Upon receipt of each random signal, participants respond to questions about their objective situation and their subjective state at that moment. Responses to such items have been obtained in an open-ended format and coded into mutually exclusive categories with inter-rater reliabilities ranging between 0.
These questions have typically been structured into semantic differential or Likert-type scales. Figure 2. Obviously, a great deal of latitude is possible in the items that can be included.
Data from many individuals provide an archive of infor- mation about daily experience—how people spend their time, with whom they spend it, and how they feel in different contexts—that allows numerous questions to be addressed.
Obtaining these data requires some care and concern. The Experience Sampling Method is a means for communicating with people about their daily lives, a transaction requiring what Offer and Sabshin have termed a research alliance—a mutual understanding about the procedures and ends of the study.
Jokes about our being FBI agents suggest the potential for misunderstanding. Most participants find that the procedure is rewarding in some way, and most are willing to share their experience. However, cooperation depends on their trust and on their belief that the research is worthwhile. Before we begin, we explain to each person the purpose of our research—that we are interested in learning about daily experience.

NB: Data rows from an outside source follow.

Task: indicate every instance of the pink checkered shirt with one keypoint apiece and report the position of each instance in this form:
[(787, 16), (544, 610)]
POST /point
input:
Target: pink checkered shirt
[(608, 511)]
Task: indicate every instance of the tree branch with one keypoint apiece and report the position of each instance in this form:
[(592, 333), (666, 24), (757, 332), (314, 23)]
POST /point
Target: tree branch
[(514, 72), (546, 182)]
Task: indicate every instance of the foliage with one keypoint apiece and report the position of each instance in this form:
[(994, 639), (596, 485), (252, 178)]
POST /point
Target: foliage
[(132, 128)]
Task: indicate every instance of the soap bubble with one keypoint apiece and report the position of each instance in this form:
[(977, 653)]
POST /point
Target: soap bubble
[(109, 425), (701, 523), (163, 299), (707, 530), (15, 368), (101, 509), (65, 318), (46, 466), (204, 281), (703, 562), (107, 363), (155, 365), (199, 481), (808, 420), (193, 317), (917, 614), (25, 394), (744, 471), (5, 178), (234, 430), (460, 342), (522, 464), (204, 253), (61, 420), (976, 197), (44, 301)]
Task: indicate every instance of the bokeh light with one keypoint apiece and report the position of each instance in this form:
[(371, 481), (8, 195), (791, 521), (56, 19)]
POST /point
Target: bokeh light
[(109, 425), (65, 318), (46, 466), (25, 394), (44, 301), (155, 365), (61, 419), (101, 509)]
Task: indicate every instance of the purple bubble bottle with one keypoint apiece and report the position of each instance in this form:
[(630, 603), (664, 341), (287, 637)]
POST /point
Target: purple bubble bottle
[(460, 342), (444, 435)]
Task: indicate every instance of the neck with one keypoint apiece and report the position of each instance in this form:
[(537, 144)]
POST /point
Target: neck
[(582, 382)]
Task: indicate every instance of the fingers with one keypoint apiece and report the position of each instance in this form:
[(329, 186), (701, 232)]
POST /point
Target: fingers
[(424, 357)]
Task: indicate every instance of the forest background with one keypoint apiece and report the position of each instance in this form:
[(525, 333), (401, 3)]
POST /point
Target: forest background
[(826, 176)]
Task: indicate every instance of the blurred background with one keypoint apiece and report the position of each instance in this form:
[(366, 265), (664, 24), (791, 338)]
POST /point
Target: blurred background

At the conclusion, we sit down with each person and review the week to discuss how it went and to share the sampling that has been obtained of their experience. To date, the method has been used with more than a dozen different samples.
Descriptive statistics for our two largest samples can give the reader a sense of how readily people participate. In a study of adolescent experience, we sought a stratified random sample from the population of a large and heterogeneous high school. DMCA and Copyright : The book is not hosted on our servers, to remove the file please contact the source url. If you see a Google Drive link instead of source url, means that the file witch you will get after approval is just a summary of original book or the file has been already removed.
During flow, people typically experience deep enjoyment, creativity, and a total involvement with life. Flow: The Psychology of Optimal Experience teaches how, by ordering the information that enters our consciousness, we can discover true happiness, unlock our potential, and greatly improve the quality of our lives.
Gemplus Smart Card Reader Windows 7. Advanced embedding details, examples, and help! Publication date Topics mihaly , csikszentmihalyi , flow , psychology , optimal , experience , creativity , life , positive , people , information , potential , investigation , book , books , viral Collection opensource Language English.
Psychologist Mihaly Csikszentmihalyi 's investigations of " optimal experience " have revealed that what makes an experience genuinely satisfying is a state of consciousness called flow. During flow, people typically experience deep enjoyment, creativity, and a total involvement with life. Csikszentmihalyi demonstrates the ways this positive state can be controlled, not just left to chance. Flow: The Psychology of Optimal Experience teaches how, by ordering the information that enters our consciousness, we can discover true happiness, unlock our potential, and greatly improve the quality of our lives.